Heathstone was awarded a timber sale contract in September 2006.  Hearthstone planned to use the timber to manufacture homes, but after the downturn in the economy in 2008, Hearthstone requested extensions in the date for it to make payments under the contract.  (In a timber sale contract, the contractor pays the government for the timber and makes its profits on the use of the timber).  The contract also included a rate redetermination clause, which Hearthstone invoked.  Despite the relief provided by the contract, Hearthstone failed to pay the Government its initial progress payment in August 2013.  After suspending the contract and giving Hearthstone additional time, the Forest Service terminated Hearthstone’s contract in January 2013 for the company’s non-payment.

Hearthstone argued that its performance should be excused because the contract was impossible to perform.  The Board rejected that defense, noting that the doctrine of imposibility is “better applied to cases in which actual impossibility of performance is at issue, such as cases involving a defective specification.”

Hearthstone also argued that its performance should be excused because the economic recession of 2008 and the resulting declines in the housing and timber market were greater than the economic conditions that the parties anticipated, and exceeded the mechanisms in the contract designed to address such changes.  The Board rejected this defense, noting that a mere change in the degree of difficulty or expenses due to increased wages, price of raw materials or costs of construction, unless well beyond the normal range, does not amount to impracticability.  Restatement (Second) of Contracts, §261 cmt. d.   Typical examples of the rejection of this economic defense is found in the cases collected in Raytheon Co. v. White, 305 F.3d 1354, 1367 (Fed. Cir. 2002) ((57 percent cost overrun does not establish commercial impracticability); Gulf and Western Industries, Inc., ASBCA No. 21090, 87-2 BCA ¶ 19,881 (70 percent overrun did not show commercial impracticability); C&MMachine Products, Inc., ASBCA No. 43348, 93-2 BCA ¶ 25,748 (105 percent overrun did not result in commercial impracticability)).

The Board analyzed Hearthstone’s situation by applying the four part test set forth by the Supreme Court, and explained why “commercial impracticability” did not apply.  See below

 ELEMENTS REQUIRED TO SHOW COMMERCIAL IMPRACTICABILITY IN A GOVERNMENT CONTRACT- and application to Hearthstone, Inc.v. Dept of Agriculture, CBCA 3725, Feb. 27, 2015.

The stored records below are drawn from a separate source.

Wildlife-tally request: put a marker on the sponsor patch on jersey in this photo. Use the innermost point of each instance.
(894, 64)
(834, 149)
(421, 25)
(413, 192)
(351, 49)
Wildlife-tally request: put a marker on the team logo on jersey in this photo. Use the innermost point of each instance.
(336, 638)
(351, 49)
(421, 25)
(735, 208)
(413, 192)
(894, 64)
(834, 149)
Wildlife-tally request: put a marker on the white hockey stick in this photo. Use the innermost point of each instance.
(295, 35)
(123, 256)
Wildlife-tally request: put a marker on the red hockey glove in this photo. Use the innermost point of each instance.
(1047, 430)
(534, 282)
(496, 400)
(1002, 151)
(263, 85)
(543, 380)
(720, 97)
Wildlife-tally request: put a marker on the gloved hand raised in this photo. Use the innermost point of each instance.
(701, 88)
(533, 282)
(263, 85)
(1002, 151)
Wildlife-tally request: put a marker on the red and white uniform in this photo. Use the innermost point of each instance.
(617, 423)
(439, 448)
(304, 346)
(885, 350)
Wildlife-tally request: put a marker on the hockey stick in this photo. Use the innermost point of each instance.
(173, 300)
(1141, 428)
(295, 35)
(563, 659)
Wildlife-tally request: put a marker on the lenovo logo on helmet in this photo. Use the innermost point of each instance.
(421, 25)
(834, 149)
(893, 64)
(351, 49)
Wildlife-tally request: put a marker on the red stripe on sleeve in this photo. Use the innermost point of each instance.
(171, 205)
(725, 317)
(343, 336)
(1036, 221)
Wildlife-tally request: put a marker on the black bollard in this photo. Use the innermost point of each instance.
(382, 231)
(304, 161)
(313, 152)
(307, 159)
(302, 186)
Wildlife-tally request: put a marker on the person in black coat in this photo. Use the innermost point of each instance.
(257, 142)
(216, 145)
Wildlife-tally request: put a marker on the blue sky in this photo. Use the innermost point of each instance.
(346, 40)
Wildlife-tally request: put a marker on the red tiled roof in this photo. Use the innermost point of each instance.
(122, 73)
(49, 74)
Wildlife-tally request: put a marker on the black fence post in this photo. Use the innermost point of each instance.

To establish Commercial Impracticability, Contractor must show:

Can Hearthstone Establish This Element?Why Cant Hearthstone Establish This Element

(1) a supervening event made performance impracticable;




(2) the non-occurrence of the event (non occurrence of a decline in timber prices) was a basic assumption upon which the contract was based





The terms of the contract anticipated a possible decline in timber prices (mentioned extension of termination date when market declines, and allowed Hearthstone to request rate determination following market declines.)


(3) the occurrence of the event was not Hearthstone’s fault





(4) Hearthstone did not assume the risk of occurrence





Hearthstone bore the risk that timber prices would decline, because this was a fixed price contract in which the contractor bears the risk of market decline.

Because Hearthstone could only establish two of the required four prongs, the Board rejected its defense of impracticability.

If you are defaulted, showing that your contract was “impossible” to perform is very difficult to prove, because if another contractor could have performed it, even at a higher cost, your defense will fail.

If you want to show commercial impracticability, i.e, that you could have only performed “at an excessive and unreasonable cost,” you must meet all prongs of a four-part test, and they are quite difficult to meet.